Wie schnell das Asus ROG Flow X13 mit seinem Prozessor vom Typ Ryzen 9 5980HS in Anwendungen agiert, hat ComputerBase bereits ausführlich im Artikel AMD Ryzen 5000 Mobile im Test: 5980HS, 5900HX & 5800H für Notebooks drehen richtig auf erörtert. An dieser Stelle sollen die Benchmarks daher nur der Vollständigkeit halber noch einmal unkommentiert angeführt werden. Auch hier gilt: CPU A ist in Notebook B nicht mit CPU A in Notebook C zu vergleichen, zu unterschiedlich können gewählte Profile durch den OEM sein.

Diagramme
Leistungsrating Alltagslasten
    • Asus ROG Strix G15 (Ryzen 9 5900HX)
      94
    • XMG Core 15 (Ryzen 7 5800H 80 W)
      94
    • Asus ROG Flow X13 (Ryzen 9 5980HS, 80W)
      93
    • Asus ROG Flow X13 (Ryzen 9 5980HS, 42W)
      89
    • Asus ROG Flow X13 (Ryzen 9 5980HS, 35W)
      88
    • Gigabyte Aorus 17G (Core i7-10875H, 62 W)
      84
    • Gigabyte Aero 15 OLED (Core i7-10875H, 62 W)
      82
    • Gigabyte Aero 15 OLED (Core i7-10870H, 45 W)
      79
    • Gigabyte Aero 15 OLED (Core i7-10875H, 45 W)
      78
    • Asus ROG Zephyrus G14 (Ryzen 9 4900HS)
      76
    • XMG Core 15 (Ryzen 7 4800H, 65 W)
      74
    • Asus TUF Gaming A17 (Ryzen 7 4800H, Leistung)
      73
    • Lenovo Yoga Slim 7 (Ryzen 7 4800U, 25W)
      72
    • Intel Whitebook (Intel Core i7-1185G7)
      69
    • XMG Core 15 (Core i7-10750H, 75 W)
      69
    • Razer Blade 15 (Core i7-10750H, Gaming)
      68
    • Asus TUF Dash 15 (Core i7-11370H, 62W)
      67
    • XMG Core 15 (Core i7-10750H, 45 W)
      67
    • Lenovo Yoga Slim 7 (Ryzen 7 4800U, 15W)
      67
    • Schenker Vision 15 (Core i7-1165G7, 40W)
      66
    • XMG Core 15 (Core i7-10750H, 35 W)
      65
    • Schenker Vision 15 (Core i7-1165G7, 28W)
      62
    • Asus ExpertBook B9400CE (Core i7-1165G7, 20,5W)
      61
    • Acer Swift 3 (Vorserie) (Intel Core i7-1165G7)
      61
    • Razer Blade 15 (Core i7-8750H)
      58
    • Razer Blade 15 (Core i7-9750H)
      58
    • Lenovo Yoga Slim 7 (Ryzen 5 4500U, 25W)
      54
    • Lenovo Yoga Slim 7 (Ryzen 5 4500U, 15W)
      53
    • Huawei MateBook X Pro (Core i7-10510U)
      49
    • Acer Swift 3 (Core i7-1065G7)
      47
    • Dell XPS 13 (9300) (Core i5-1035G1, Optimiert)
      46
    • Asus ExpertBook B9450FA (Core i7-10510U, 10 W)
      42
    • LG Gram 17 (Core i5-1035G7)
      41
    • HP Pavilion 15 (Ryzen 7 3750H)
      40
    • Gigabyte Aero 15 OLED (Core i7-10870H, 62 W)
      0
Einheit: Prozent, Geometrisches Mittel

Lautstärke

Das Asus ROG Flow X13 ist unter Volllast kein Leisetreter.

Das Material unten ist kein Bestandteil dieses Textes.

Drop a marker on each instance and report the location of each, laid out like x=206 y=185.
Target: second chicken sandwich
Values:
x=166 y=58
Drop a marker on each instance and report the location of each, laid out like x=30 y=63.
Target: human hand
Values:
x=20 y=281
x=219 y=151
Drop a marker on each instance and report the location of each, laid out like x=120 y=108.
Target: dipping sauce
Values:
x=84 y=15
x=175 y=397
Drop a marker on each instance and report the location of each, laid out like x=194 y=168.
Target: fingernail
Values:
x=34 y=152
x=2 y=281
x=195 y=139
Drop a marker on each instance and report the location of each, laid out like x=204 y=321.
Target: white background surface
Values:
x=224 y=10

Wird die CPU, deren iGPU oder die GeForce GTX 1650 Max-Q im Profil „Turbo“ maximal gefordert, erreicht das System 40 cm vor dem Display eine Geräuschkulisse von 38 dB – das Kühlsystem läuft in allen drei Fällen am Anschlag. 38 dB liegen in Spielen etwas unter der für viele High-End-Gaming-Notebooks gängigen 40-dB-Marke, die Leistung mit der Turing-GPU ist aber auch vergleichsweise gering.

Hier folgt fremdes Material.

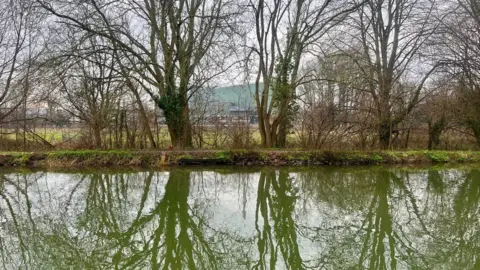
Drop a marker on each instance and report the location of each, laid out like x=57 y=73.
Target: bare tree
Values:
x=460 y=47
x=390 y=35
x=88 y=85
x=284 y=31
x=16 y=53
x=167 y=45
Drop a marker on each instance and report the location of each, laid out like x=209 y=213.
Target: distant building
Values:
x=232 y=104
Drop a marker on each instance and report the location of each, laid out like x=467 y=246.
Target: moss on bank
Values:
x=89 y=158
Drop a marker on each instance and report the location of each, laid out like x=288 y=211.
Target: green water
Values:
x=218 y=218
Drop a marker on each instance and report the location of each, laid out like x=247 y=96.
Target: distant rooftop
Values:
x=239 y=95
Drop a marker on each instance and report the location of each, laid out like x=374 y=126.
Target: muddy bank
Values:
x=71 y=159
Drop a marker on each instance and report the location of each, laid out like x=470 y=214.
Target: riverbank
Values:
x=94 y=158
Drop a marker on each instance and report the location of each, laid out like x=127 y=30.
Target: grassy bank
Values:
x=93 y=158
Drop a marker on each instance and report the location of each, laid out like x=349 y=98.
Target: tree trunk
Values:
x=179 y=127
x=475 y=127
x=97 y=137
x=434 y=132
x=384 y=134
x=282 y=133
x=143 y=114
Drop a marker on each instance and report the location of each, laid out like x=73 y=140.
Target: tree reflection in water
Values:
x=312 y=218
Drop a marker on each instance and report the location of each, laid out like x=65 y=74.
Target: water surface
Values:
x=219 y=218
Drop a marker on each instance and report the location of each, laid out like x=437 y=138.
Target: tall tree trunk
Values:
x=282 y=133
x=435 y=130
x=97 y=137
x=143 y=114
x=384 y=133
x=178 y=121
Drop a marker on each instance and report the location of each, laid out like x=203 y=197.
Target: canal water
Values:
x=237 y=218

Viel mehr Leistung gibt es mit der externen ROG XG Mobile, leise ist die Box nicht. Dass unter Volllast dann sogar 43 dB zu messen sind, überrascht in Anbetracht der Dimensionen der Box zu Anfang. Allerdings beherbergt das Gehäuse eben nicht nur die mit 150 Watt hoch taktende GeForce RTX 3080 Laptop GPU, sondern auch den I/O-Hub und ein 280 Watt starkes Netzteil – viel Platz bleibt für das Kühlsystem der GPU also nicht.